女神の目覚め
ガギン、と荒々しい金属音を蒼穹に響かせながら、保護カプセルが分離されていく。それはまるで鋼鉄の蕾が花開くかのような光景にも思えたが、蕾の中身は美しさで人々を癒す花などではない。
むしろ、一撃で人類を死に追いやる最悪の破壊兵器―――その片鱗であった。
大陸間弾道ミサイル”トーポリM”。ロシア製の兵器をテンプル騎士団が改良し、タンプル砲からの発射にも対応できるようにした代物だ。本来であれば核弾頭、あるいはより強力な対消滅弾頭を搭載し、敵国への核攻撃及び報復攻撃に備えつつ、敵の攻撃を抑止する”使われない前提の兵器”である。
抑止力として敵国を威圧するべき兵器がその矛先に捉えたのは、忌むべき敵が眠る島―――ラトーニウス共和国領、ファルリュー島。
永久安寧保証機構加盟国を仮想敵国とし、クレイデリアに対しても強行的な外交政策を行うラトーニウスへ配慮し、ミサイルの中身は核弾頭や対消滅弾頭ではなく通常弾頭となっている。
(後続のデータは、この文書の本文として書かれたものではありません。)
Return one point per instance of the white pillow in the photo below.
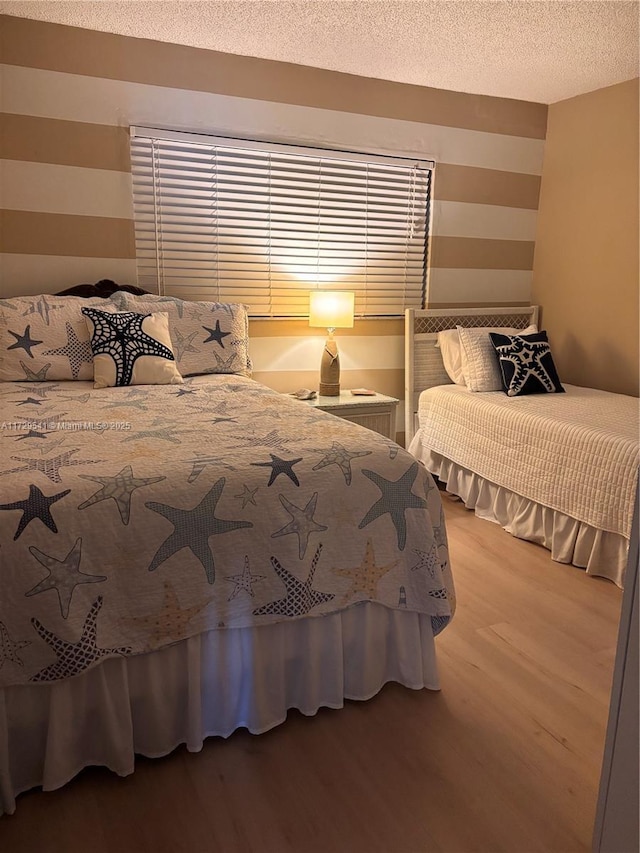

火力はかなり落ちるものの、搭載されている複合装薬と大気圏外からの突入の勢いがあれば、その破壊力は核兵器にも劣らない。
砲撃の際の爆発からミサイルを防護する保護カプセルを脱ぎ捨て、世界の終末を齎すであろう本来の姿を露にした7発のミサイルたち。燃料を全く使わぬまま大気圏を離脱した彼らは、姿勢制御用のスラスターを吹かしながら軌道を修正し、やがてその切っ先を再び蒼い地球へと向けた。
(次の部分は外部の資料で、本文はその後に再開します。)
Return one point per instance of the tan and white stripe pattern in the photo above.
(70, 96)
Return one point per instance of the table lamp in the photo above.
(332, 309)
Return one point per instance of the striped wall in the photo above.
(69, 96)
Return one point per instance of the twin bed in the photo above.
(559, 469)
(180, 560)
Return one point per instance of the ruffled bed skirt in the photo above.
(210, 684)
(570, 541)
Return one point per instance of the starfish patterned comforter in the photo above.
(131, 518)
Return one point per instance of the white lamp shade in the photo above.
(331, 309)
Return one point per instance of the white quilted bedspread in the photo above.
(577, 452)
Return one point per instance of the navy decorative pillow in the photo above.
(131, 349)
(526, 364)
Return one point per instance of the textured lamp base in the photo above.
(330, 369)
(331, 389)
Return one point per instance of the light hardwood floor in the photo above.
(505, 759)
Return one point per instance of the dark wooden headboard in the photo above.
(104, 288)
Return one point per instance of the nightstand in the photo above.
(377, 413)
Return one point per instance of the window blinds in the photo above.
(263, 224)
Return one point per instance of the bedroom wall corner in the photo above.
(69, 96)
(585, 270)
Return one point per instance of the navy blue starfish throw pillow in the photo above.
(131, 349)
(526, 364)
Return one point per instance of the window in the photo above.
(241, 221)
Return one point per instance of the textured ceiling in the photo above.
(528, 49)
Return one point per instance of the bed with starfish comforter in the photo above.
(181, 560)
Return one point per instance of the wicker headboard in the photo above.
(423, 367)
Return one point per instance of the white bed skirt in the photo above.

狙うはファルリュー島地下、世界核の中に眠るL.A.U.R.A.―――フィオナの遺した最悪の遺産、その首一つのみ。
大気圏へと突入を開始したタイミングで、やっとミサイルの後端、そのエンジンノズルに紅い炎が燈った。
紅い炎を纏い、大地へと落ちていく7つの流星。
ラトーニウス共和国沿岸部の都市『ガナジスク』の街中からも、その光景ははっきりと見えた。近隣に海軍の基地があり、頻繁に軍事演習が行われている事から、突然の爆音には慣れている住民たちであったが―――その異様な光景には、足を止め、顔を上げて凝視せざるを得なかった。
ある者は隕石だと叫び、信仰深い老人は世界の終わりだと嘆く。母の腕に抱かれた幼い子供は、紅く燃えるミサイルを指差しながらそれを目に焼き付けた。
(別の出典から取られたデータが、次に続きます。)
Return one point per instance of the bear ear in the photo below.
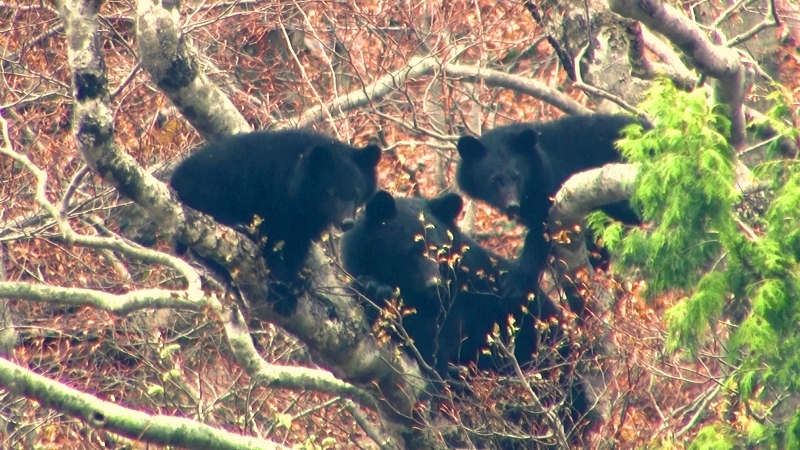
(381, 207)
(368, 157)
(320, 159)
(524, 141)
(469, 147)
(446, 207)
やがて7つのミサイルと、同時に着弾するようタイミングを計算して放たれた1発の徹甲榴弾、合計8発の鉄槌がファルリュー島を打ち据え―――核爆発のように派手な火柱を、冬の空に打ち立てた。
着弾と同時に、モニターにノイズが走る。荒れ狂っていた波がまるでしかりつけられたかのように大人しくなったかと思いきや、吹き上がる火柱に遅れて生じた衝撃波によって海面が大きく抉られ、巨大な波と化す。
ファルリュー島近海に潜むノーチラス級原子力潜水艦”モビーディック”が出撃させたドローンからの映像だった。機体が激しく揺れ、衝撃波の中で何とか体勢を立て直そうとする様子が、中央指令室のメインモニターに映っている。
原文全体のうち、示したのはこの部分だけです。